I stopped pacing. “What do you mean what do I mean? Weren’t you there, too? Aren’t you a survivor?”

“A survivor of what? I’m an urban explorer. My friends and I like to check out abandoned theme parks. That man I shot... he was all over the news for months, and so was your picture. Missing doctor. Missing patient. No leads. No family came forward to claim you. It was assumed he kidnapped you. I wouldn’t have had to shoot him if he hadn’t been about to shoot me. I saw it in his eyes. He wanted me dead, no doubt to keep whatever this is, going.” He waved a hand around the room on the word this.

“W-what? I-I don’t understand. What about the solar flares?”

“What solar flares?”

It was like we were speaking two different languages with no translation available between us.

“What do you remember?” he asked finally.

“N-nothing. I had an accident. I-I don’t know who I am.” I felt so stupid saying that out loud, like it was a failure of my intelligence or the educational system instead of a legitimate medical issue that wasn’t my fault.

My head throbbed as I tried to put together what I’d thought was true against what now seemed to be actually true. Shannon’s clothes weren’t worn or old like someone who’d survived something awful and was wearing the same two or three outfits for months or years. They were new and nice. There was a bit of mud on his boots, but he’d said he was an urban explorer. This was something he did for fun. If he wasn’t aware of solar flares, they hadn’t happened, and the world was still out there.
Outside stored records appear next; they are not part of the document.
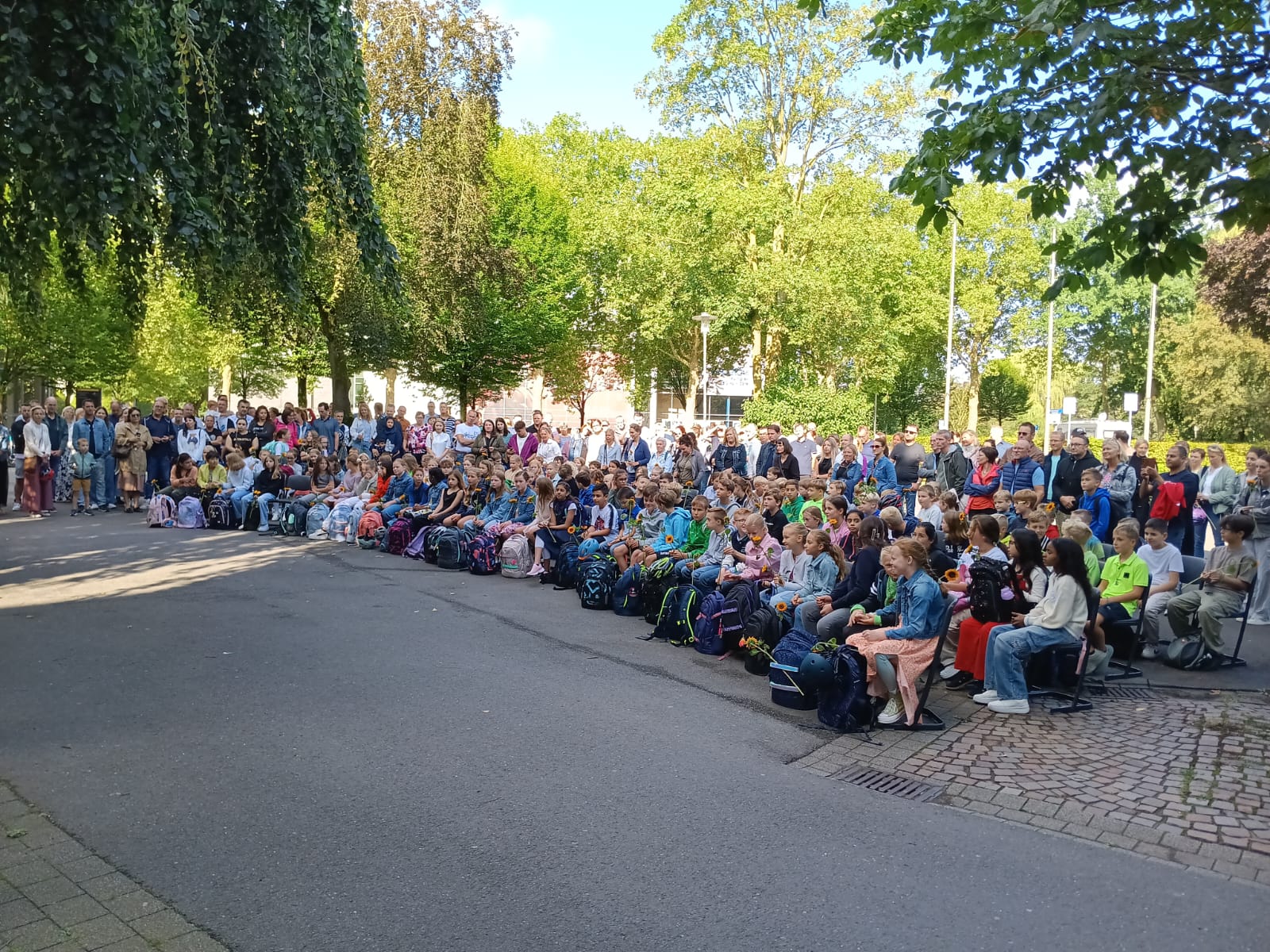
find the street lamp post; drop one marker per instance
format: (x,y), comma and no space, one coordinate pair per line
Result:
(704,321)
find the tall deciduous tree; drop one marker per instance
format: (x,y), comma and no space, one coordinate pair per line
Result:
(1170,98)
(203,125)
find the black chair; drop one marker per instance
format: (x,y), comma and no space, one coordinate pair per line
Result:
(1126,639)
(1056,660)
(926,719)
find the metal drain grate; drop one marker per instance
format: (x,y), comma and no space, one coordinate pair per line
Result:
(1127,693)
(891,785)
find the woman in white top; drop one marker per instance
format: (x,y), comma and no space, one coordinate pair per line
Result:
(438,441)
(37,492)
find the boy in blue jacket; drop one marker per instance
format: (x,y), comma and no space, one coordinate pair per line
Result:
(1098,501)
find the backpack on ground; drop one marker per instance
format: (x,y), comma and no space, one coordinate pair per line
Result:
(677,616)
(516,559)
(991,579)
(190,517)
(596,578)
(708,626)
(628,601)
(399,537)
(220,514)
(452,546)
(314,518)
(418,546)
(787,687)
(738,605)
(162,512)
(483,555)
(845,704)
(567,566)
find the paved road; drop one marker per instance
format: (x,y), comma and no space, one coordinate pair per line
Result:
(309,747)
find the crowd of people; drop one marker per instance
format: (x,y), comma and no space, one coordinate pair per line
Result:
(851,536)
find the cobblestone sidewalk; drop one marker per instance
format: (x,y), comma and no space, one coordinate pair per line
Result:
(1178,778)
(57,896)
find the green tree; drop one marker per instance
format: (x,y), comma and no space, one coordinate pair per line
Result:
(1166,98)
(203,126)
(1003,393)
(1236,281)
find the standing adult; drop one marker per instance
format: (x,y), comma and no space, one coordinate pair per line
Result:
(163,451)
(1218,489)
(98,436)
(1255,501)
(804,448)
(945,463)
(635,451)
(37,478)
(467,435)
(730,455)
(908,457)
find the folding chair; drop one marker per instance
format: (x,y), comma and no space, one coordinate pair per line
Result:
(926,719)
(1127,634)
(1081,649)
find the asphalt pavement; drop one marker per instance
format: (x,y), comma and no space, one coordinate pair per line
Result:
(311,747)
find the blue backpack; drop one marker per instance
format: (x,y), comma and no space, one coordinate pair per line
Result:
(845,704)
(483,555)
(567,568)
(628,601)
(787,689)
(596,578)
(679,611)
(708,631)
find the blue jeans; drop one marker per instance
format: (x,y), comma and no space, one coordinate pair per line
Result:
(156,471)
(1009,651)
(241,499)
(99,488)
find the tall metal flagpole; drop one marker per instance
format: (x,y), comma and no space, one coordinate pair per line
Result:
(1151,362)
(1049,348)
(948,362)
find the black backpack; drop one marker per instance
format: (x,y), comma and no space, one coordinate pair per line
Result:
(988,578)
(675,622)
(596,578)
(845,704)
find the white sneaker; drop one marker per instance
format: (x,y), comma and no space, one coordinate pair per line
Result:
(895,710)
(1000,706)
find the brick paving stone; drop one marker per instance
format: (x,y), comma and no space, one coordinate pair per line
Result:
(101,932)
(162,926)
(50,892)
(70,912)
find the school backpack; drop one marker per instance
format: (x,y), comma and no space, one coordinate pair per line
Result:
(190,517)
(628,601)
(162,512)
(516,558)
(738,605)
(452,546)
(567,566)
(596,578)
(418,546)
(398,537)
(483,555)
(994,590)
(658,579)
(708,626)
(787,687)
(220,514)
(845,704)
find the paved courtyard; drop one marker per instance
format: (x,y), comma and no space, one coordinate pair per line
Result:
(217,742)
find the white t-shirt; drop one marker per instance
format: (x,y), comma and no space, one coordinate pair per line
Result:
(1161,562)
(463,429)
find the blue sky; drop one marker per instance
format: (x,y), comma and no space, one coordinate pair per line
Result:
(581,56)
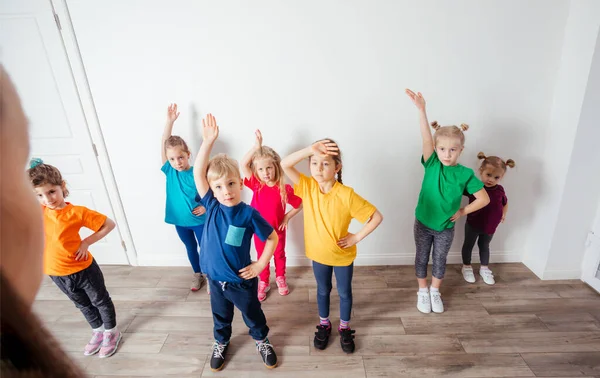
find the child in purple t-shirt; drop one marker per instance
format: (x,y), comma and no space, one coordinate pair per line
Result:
(482,224)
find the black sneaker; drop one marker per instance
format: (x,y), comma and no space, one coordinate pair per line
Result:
(322,336)
(266,351)
(347,339)
(218,357)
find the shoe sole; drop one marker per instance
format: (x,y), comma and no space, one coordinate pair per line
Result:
(271,367)
(116,347)
(93,352)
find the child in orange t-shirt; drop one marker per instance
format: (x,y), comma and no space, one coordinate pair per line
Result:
(67,260)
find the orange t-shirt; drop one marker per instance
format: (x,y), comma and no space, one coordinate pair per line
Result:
(61,228)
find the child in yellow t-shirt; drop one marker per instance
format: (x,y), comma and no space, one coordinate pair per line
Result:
(329,206)
(67,260)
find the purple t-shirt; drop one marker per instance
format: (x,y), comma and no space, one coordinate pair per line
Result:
(487,219)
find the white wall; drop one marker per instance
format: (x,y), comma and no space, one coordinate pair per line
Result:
(582,184)
(566,194)
(326,68)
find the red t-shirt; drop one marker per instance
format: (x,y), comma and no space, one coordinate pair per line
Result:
(267,200)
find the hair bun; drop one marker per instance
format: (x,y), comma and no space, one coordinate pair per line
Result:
(35,162)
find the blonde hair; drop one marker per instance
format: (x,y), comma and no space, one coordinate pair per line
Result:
(41,174)
(495,162)
(268,153)
(449,132)
(222,165)
(337,159)
(176,141)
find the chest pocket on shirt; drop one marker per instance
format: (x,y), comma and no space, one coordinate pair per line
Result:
(235,236)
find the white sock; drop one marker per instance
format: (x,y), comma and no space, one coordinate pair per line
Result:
(112,330)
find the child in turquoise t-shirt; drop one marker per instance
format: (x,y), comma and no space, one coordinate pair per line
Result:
(182,208)
(439,202)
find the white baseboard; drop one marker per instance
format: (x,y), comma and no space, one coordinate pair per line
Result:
(574,274)
(454,257)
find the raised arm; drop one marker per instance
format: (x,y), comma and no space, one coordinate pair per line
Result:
(210,133)
(172,115)
(322,147)
(247,159)
(419,101)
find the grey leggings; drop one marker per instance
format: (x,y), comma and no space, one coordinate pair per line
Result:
(425,237)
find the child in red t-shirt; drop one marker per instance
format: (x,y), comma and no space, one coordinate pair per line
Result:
(263,174)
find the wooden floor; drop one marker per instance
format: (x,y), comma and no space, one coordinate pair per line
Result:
(521,327)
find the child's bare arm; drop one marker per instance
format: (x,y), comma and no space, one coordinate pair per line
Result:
(172,115)
(247,159)
(352,239)
(82,252)
(210,133)
(419,101)
(481,201)
(254,269)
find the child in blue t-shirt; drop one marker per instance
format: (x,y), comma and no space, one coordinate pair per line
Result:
(230,225)
(182,208)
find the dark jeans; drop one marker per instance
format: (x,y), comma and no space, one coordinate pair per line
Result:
(472,235)
(244,296)
(87,290)
(343,277)
(192,237)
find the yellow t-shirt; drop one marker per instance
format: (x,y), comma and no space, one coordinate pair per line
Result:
(327,217)
(62,238)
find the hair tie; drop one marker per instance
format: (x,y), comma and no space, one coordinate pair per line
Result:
(35,162)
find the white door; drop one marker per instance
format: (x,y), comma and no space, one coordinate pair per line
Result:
(591,259)
(32,51)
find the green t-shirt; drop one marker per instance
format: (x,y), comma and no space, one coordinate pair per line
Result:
(442,191)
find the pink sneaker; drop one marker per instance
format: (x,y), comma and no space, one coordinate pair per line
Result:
(110,343)
(263,288)
(94,344)
(282,286)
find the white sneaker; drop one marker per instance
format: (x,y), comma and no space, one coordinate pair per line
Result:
(423,302)
(436,302)
(487,276)
(468,274)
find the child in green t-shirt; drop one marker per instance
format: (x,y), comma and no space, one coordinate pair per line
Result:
(439,202)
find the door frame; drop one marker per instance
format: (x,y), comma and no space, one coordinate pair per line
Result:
(88,107)
(590,263)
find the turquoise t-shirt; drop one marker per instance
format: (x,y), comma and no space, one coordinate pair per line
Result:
(442,191)
(181,197)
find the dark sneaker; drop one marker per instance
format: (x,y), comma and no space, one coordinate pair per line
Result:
(347,340)
(218,356)
(266,351)
(322,336)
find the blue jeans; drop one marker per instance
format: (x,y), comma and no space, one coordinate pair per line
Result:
(189,236)
(343,277)
(244,296)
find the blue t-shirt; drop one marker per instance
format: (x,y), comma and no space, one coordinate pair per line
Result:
(181,197)
(227,236)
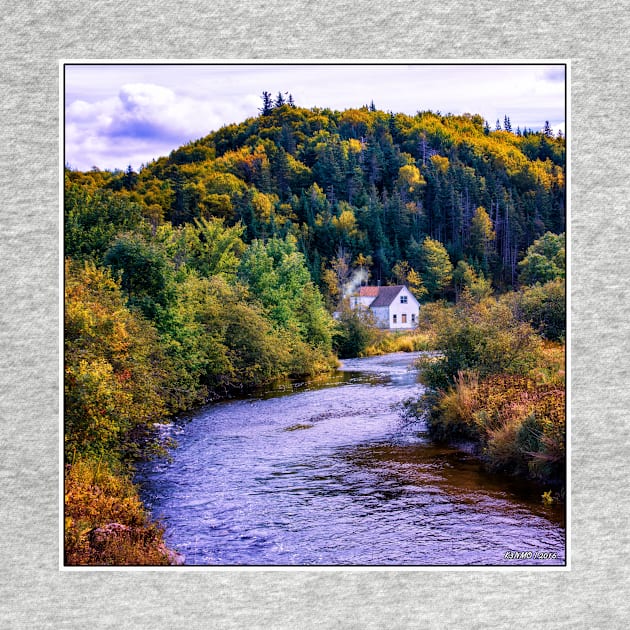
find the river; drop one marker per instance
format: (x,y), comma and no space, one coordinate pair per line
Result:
(332,473)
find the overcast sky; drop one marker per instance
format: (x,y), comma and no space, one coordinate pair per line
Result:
(116,115)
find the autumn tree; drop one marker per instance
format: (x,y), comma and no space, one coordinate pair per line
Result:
(436,268)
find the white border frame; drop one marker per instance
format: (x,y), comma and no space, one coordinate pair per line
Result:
(292,62)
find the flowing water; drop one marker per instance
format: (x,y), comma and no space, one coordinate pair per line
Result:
(332,473)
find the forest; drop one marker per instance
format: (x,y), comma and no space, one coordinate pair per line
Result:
(218,268)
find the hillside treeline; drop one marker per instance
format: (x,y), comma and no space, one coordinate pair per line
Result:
(216,269)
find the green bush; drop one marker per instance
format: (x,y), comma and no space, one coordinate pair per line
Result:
(485,337)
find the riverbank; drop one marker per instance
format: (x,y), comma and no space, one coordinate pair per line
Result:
(333,474)
(499,384)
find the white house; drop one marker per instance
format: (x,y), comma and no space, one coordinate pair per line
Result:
(393,307)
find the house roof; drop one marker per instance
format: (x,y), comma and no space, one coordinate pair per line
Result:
(368,291)
(386,295)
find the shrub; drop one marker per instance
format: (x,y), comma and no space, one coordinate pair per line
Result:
(544,307)
(355,332)
(485,337)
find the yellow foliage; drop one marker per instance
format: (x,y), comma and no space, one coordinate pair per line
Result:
(440,163)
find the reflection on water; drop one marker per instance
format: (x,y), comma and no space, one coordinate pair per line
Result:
(330,473)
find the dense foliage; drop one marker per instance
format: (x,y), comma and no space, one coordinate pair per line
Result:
(497,383)
(218,267)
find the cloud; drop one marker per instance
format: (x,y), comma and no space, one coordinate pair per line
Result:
(143,121)
(131,114)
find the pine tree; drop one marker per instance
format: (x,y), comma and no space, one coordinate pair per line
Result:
(265,110)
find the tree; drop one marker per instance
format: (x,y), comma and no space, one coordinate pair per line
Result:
(114,368)
(267,107)
(436,268)
(544,260)
(214,248)
(145,274)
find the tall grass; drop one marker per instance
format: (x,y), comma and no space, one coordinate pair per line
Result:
(105,521)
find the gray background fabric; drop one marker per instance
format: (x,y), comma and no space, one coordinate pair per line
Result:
(33,593)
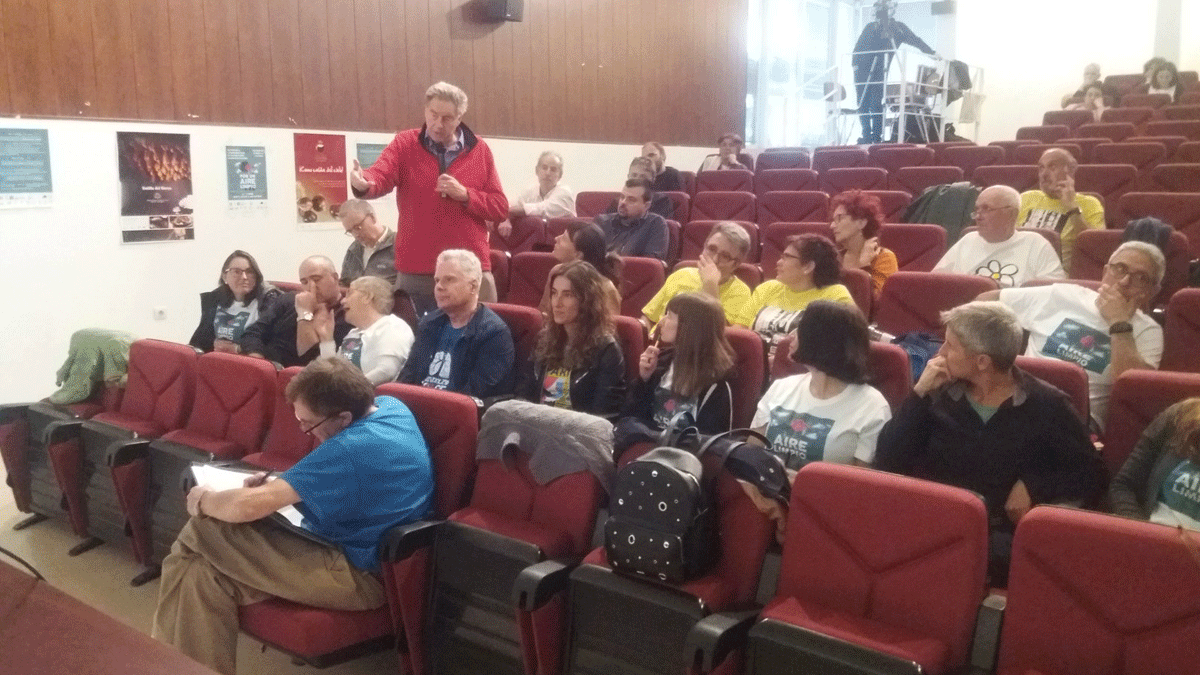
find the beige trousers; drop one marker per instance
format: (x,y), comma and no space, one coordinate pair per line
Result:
(215,567)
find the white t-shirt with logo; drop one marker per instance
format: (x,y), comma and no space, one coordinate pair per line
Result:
(803,428)
(1021,257)
(1065,324)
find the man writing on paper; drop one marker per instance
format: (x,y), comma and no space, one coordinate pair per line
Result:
(370,472)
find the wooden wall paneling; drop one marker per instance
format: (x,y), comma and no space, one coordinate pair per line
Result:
(287,71)
(73,54)
(151,54)
(27,30)
(256,72)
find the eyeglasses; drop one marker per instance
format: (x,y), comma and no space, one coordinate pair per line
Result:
(1137,278)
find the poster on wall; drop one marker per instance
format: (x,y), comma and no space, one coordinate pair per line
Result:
(321,179)
(156,186)
(24,168)
(246,173)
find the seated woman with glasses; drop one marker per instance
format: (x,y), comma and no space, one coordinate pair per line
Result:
(233,305)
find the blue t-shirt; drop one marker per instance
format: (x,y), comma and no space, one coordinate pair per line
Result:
(373,475)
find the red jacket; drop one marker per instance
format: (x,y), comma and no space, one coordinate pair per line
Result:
(429,222)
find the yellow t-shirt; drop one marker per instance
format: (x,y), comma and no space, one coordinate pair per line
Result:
(733,293)
(1042,211)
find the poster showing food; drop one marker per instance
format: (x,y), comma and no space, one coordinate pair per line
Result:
(156,186)
(321,179)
Oh, God. The world was still out there. All this time I’d been here with some psycho who’d taken me from the hospital... trying to cope with the new normal, and it wasn’t normal at all. Possibly just a few miles away, life as everyone had known it had been humming along without a hitch. Just-in-time delivery... still there. Electricity, running water... it was all... still there.

“I-is my name even Elodie?”

Shannon eased still closer to me. “I don’t remember. The news stopped running the pictures and story a few months ago. There were some big school shootings, and the news cycle moved on. There were no new leads on your story, I guess, so they never picked it back up.”

A sinking dread started to form a knot in the pit of my stomach. “He wasn’t my husband.” Of course he wasn’t my husband. Trevor had lied. About everything.

Shannon shook his head. “The news didn’t make it sound that way.”

“But there were pictures of us together in his wallet.” We must have at least had one date. “He told me the world had ended. And... I believed him.”

“Waking up here, no doubt you would. A lot of people don’t even think about places like this existing,” Shannon said gently.

I started to think back to the way I’d felt about Trevor when I’d first awakened—the giant fuck no that had filled my brain at his presence, the big screaming flashing lights that told me this guy was bad news.

I turned away and vomited my dinner on the floor. Then I turned back to Shannon, embarrassed and ashamed by everything... that I’d been sleeping with my captor that I hadn’t even known was my captor, that I was naked and wrapped in a sheet covered in said captor’s blood, that I’d just thrown up in front of this stranger whose face held the most horrible pity I could imagine.